Second, metaheuristic algorithms do not need to understand the specifics of your problem. You simply need to provide an objective function that returns a fitness value, and your solution should be updated based on changes in this fitness value. I think there is a misunderstanding between the definition of a search agent (solution) in your gaming problem and a search agent (solution) in a metaheuristic context. Both are based on swarm intelligence (population-based), but they serve different purposes and tasks. A solution in metaheuristics is a complete solution for an optimization problem; it is not a player, a chess state, or a chess move (for example). As I mentioned earlier, metaheuristics are designed for static environments, not dynamic ones. In other words, they are perturbative search algorithms, not constructive search algorithms. You might want to consider other search methods like A*, DFS, or BFS for your problem.

xtagon commented 3 months ago

I realize it's an unusual choice for game solving, but it works. It's just that it would be more efficient to be able to update the objective function in batches, because the self-play evaluations involve multiple individuals in the population. It sounds like mealpy doesn't have a way to do something like self-play across multiple solutions in the population before evaluating the objective function. I was hoping it did.

Here is a (simplified) example:

The current method:

  1. Generate random solutions
  2. For each solution, evaluate its fitness (in my case, this spawns self-play in games, and averages the win rate for the primary player, and the other players win rates do not become any sort of tracked fitness, because the Problem class only evaluates one solution in the population at a time)
  3. Evolve, and repeat

The method I was hoping for:

  1. Generate random solutions
  2. For all solutions in the current generation's population, call a custom function which in my case would simulate self-play for ALL solutions, using matchmaking and tournaments, as many solutions would be in the same games with others
  3. Aggregate the results of that into rankings, and use the rankings as the individual objective functions (that is, higher ranking agents in self-play would correspond to higher fitness on their respective metaheuristic solutions)
  4. Evolve, and repeat

In the first method, the objective function is basically the same, but more computation has to be done.

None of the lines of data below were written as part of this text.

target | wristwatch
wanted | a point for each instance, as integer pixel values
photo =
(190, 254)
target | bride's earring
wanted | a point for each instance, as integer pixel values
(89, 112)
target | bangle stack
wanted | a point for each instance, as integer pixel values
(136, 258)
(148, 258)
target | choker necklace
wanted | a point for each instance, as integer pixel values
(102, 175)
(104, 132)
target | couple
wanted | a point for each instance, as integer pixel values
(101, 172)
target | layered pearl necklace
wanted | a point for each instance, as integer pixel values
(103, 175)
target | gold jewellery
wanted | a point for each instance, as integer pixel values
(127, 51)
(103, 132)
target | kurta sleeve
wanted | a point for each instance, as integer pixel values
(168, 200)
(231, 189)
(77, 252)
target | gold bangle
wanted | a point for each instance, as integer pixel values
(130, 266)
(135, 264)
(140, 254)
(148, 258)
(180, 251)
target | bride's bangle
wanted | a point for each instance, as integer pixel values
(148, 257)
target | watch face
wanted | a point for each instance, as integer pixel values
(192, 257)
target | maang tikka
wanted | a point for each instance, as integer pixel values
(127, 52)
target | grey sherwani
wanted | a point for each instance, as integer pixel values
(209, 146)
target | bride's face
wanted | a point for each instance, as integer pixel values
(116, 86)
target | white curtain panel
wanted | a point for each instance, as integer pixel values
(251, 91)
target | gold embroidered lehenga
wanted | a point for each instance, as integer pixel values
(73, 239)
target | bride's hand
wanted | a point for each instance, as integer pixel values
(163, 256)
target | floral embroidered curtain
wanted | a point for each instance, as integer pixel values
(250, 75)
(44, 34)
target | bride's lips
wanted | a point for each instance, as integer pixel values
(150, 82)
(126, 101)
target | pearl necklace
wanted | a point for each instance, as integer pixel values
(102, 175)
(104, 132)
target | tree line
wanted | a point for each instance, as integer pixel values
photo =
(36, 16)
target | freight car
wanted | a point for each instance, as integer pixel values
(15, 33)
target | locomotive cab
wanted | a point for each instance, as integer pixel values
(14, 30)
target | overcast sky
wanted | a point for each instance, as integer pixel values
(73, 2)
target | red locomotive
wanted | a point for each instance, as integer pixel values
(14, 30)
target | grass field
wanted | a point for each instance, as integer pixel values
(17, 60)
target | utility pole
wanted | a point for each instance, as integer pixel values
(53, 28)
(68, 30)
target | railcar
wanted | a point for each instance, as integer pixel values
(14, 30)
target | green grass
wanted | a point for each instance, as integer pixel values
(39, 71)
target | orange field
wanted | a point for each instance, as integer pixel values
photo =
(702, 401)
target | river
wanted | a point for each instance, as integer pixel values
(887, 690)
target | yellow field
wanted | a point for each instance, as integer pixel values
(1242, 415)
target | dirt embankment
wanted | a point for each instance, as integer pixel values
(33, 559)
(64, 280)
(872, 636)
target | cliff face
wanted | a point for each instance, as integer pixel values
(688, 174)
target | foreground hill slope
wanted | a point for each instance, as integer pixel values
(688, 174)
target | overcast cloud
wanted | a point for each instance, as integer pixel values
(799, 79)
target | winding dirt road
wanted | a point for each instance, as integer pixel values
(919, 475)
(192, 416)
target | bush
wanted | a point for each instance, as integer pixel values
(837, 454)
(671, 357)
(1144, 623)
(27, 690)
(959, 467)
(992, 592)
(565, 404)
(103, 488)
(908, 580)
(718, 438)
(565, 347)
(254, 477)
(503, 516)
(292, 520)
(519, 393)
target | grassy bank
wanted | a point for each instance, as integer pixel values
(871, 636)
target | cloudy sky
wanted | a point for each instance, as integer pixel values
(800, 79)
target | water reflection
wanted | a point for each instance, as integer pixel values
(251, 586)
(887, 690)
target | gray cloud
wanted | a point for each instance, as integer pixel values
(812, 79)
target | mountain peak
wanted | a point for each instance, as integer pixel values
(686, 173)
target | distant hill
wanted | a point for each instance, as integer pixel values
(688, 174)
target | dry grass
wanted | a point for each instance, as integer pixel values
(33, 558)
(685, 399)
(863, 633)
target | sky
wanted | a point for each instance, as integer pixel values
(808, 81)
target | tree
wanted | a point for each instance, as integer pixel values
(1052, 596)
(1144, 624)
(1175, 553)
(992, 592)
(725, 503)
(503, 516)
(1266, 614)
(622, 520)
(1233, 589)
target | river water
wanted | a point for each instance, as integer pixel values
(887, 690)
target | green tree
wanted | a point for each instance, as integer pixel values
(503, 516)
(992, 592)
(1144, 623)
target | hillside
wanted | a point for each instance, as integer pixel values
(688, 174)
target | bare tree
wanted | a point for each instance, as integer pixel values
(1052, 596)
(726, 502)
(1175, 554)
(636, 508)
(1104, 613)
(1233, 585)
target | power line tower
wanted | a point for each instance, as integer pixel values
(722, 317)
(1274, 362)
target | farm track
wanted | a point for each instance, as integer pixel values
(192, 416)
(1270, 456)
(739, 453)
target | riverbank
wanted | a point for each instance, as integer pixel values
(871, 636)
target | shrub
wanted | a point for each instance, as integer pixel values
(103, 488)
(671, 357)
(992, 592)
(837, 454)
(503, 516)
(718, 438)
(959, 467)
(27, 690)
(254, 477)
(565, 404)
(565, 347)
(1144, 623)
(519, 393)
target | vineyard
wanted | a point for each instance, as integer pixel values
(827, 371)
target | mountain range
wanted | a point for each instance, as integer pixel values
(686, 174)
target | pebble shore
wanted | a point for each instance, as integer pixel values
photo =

The objective function in this case is just maximizing the ranking in tournaments or win rates in multiplayer games, but the API for defining an objective function assumes only one is being tested at a time.

I think I can try to fork the code to accomplish what I need. Thank you for discussing with me

xinlnix commented 2 months ago

Dear @xtagon, I have the same demand as you. Have you already solve it or have some ideas? Thanks for your share

xtagon commented 1 month ago

@xinlnix I ended up not using MEALPY for my project but it can probably be done if you fork it. Most other libraries also make the same assumption about the fitness function unfortunately.

xinlnix commented 1 month ago

@xinlnix I ended up not using MEALPY for my project but it can probably be done if you fork it. Most other libraries also make the same assumption about the fitness function unfortunately. Dear xtagon, thanks for your reply. I found the get fitness process is done in the evole process in every method. So it may works by change the for loop in which algorithm is not determined by previous individule's get fitness process. If I have any process, I will report to you. BTW, can you tell me how you solve you problem?